In order to manage your condition, it is vital that you accept that you have bipolar and try to become well informed about it. Try to stick to websites of reputable organisations as there can be lots of misleading information.
Eating regular nutritious meals and finding ways of achieving this can have a positive impact on your mental health. In general drinking six to eight glasses of water a day and maintaining a balanced diet with plenty of oily fish, fresh fruit, vegetables, nuts and seeds is recommended.

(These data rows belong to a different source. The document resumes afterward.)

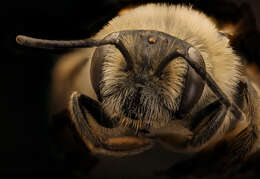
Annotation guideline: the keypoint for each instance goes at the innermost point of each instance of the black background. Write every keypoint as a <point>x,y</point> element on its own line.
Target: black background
<point>25,74</point>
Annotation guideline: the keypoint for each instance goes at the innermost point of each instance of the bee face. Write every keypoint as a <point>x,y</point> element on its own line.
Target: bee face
<point>145,92</point>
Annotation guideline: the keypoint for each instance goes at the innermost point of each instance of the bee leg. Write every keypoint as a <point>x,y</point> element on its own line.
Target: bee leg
<point>212,116</point>
<point>87,115</point>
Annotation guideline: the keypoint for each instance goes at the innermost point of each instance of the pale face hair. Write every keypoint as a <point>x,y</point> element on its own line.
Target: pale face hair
<point>179,21</point>
<point>138,94</point>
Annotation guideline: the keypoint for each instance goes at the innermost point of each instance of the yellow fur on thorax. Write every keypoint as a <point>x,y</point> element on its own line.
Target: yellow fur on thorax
<point>192,26</point>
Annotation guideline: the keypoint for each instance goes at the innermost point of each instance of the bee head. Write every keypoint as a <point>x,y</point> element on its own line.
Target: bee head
<point>143,77</point>
<point>147,79</point>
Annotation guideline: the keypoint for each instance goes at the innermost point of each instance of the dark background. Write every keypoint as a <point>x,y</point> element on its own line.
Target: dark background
<point>25,138</point>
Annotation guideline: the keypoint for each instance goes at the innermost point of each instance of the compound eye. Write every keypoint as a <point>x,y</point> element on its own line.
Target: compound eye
<point>96,72</point>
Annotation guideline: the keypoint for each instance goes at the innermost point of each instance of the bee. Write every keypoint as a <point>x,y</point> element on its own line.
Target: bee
<point>156,74</point>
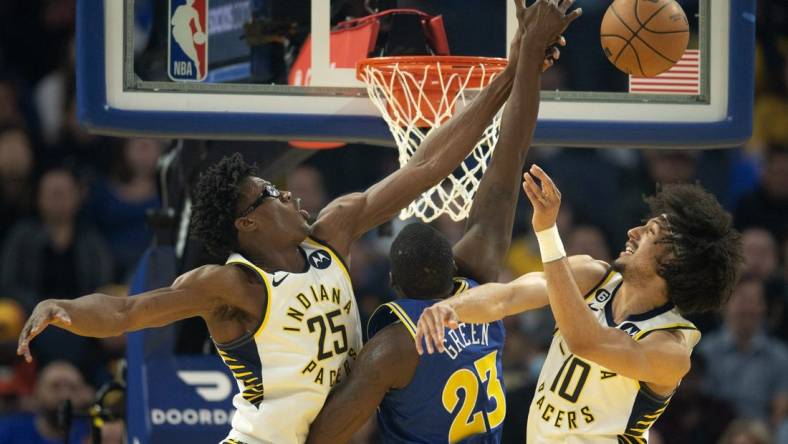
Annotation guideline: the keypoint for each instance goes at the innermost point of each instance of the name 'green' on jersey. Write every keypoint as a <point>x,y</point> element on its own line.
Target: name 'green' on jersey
<point>578,401</point>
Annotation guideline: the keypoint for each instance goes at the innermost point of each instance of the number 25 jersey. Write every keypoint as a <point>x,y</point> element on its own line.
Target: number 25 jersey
<point>455,396</point>
<point>306,344</point>
<point>579,401</point>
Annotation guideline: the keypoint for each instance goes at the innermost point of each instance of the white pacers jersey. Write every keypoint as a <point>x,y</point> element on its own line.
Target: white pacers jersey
<point>308,338</point>
<point>578,401</point>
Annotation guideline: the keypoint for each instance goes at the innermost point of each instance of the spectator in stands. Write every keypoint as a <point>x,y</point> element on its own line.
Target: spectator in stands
<point>57,382</point>
<point>51,95</point>
<point>767,206</point>
<point>761,257</point>
<point>695,417</point>
<point>745,366</point>
<point>16,165</point>
<point>118,203</point>
<point>744,431</point>
<point>56,257</point>
<point>10,114</point>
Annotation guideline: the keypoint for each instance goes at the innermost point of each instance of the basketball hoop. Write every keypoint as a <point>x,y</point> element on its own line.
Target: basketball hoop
<point>415,94</point>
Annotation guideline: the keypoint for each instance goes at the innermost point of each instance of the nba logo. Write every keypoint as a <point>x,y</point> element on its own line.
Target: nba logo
<point>187,57</point>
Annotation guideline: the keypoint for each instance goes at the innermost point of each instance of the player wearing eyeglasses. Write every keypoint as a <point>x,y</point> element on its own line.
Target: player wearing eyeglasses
<point>281,311</point>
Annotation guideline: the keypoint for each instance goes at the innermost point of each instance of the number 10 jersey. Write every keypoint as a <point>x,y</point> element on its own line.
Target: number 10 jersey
<point>306,343</point>
<point>578,401</point>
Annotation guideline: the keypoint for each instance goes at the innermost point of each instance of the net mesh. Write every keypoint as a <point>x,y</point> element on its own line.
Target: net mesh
<point>415,97</point>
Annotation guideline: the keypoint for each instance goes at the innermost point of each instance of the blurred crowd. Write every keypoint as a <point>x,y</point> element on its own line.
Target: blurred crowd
<point>72,221</point>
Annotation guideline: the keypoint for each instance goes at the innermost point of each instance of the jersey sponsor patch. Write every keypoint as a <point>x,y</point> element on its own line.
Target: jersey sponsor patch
<point>187,55</point>
<point>278,279</point>
<point>320,259</point>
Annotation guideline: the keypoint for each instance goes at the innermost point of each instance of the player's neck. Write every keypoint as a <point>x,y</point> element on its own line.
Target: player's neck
<point>636,298</point>
<point>280,259</point>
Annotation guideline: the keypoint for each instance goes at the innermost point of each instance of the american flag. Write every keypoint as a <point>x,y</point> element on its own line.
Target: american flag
<point>682,78</point>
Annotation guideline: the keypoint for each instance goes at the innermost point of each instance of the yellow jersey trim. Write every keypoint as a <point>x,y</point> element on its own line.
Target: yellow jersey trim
<point>678,326</point>
<point>403,317</point>
<point>268,294</point>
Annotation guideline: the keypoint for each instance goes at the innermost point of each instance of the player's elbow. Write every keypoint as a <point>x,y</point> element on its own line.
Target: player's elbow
<point>581,345</point>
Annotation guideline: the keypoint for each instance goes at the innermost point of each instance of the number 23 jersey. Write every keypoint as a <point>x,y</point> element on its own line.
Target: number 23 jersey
<point>578,401</point>
<point>455,396</point>
<point>306,344</point>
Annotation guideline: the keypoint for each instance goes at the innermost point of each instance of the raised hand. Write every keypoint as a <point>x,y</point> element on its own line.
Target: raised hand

Exercise has been shown to improve depression and is a good way of burning off excess energy during elevated mood. It’s also important not to over exercise as this can trigger symptoms of mania.
A crucial factor in staying well is getting a good night’s sleep. Episodes of mania and depression usually involve sleep disturbance of some sort. You may find it difficult to get to sleep, wake up frequently or early in the morning, sleep too much or not sleep at all. Establishing a good sleep pattern helps to prevent episodes of illness and any disturbances act as an early warning sign that your mood may be changing.
Alcohol is a depressant and is likely to make things worse during a period of low mood. During a high mood, alcohol and drugs can lead to further disinhibition and impulsive, risk-taking behaviour. Alcohol and drugs can impair the effect of medication, exaggerate side-effects and become more potent due to interaction with medication. Reducing or cutting out the use of alcohol and street drugs will help you manage your illness better.
It is possible to identify the kind of things that trigger off symptoms and episodes and by doing this we can avoid them or minimise their effect. Examples of common triggers are: sleep disturbances; work or study stress; relationship problems; physical ill health; holidays; childbirth; financial worries; being very busy; loneliness. Using a mood chart to keep a note of things that are happening as well as recording your mood, you can quickly see the effect of different situations on your mood.
Early warning signs are changes in your behaviour or mild symptoms which indicate a changing mood state. Examples could be an increase in alcohol consumption, poorer sleep than usual, increased irritability or increased/decreased sociability. Once you are able to identify early warning signs you can avoid situations that will make your symptoms worse.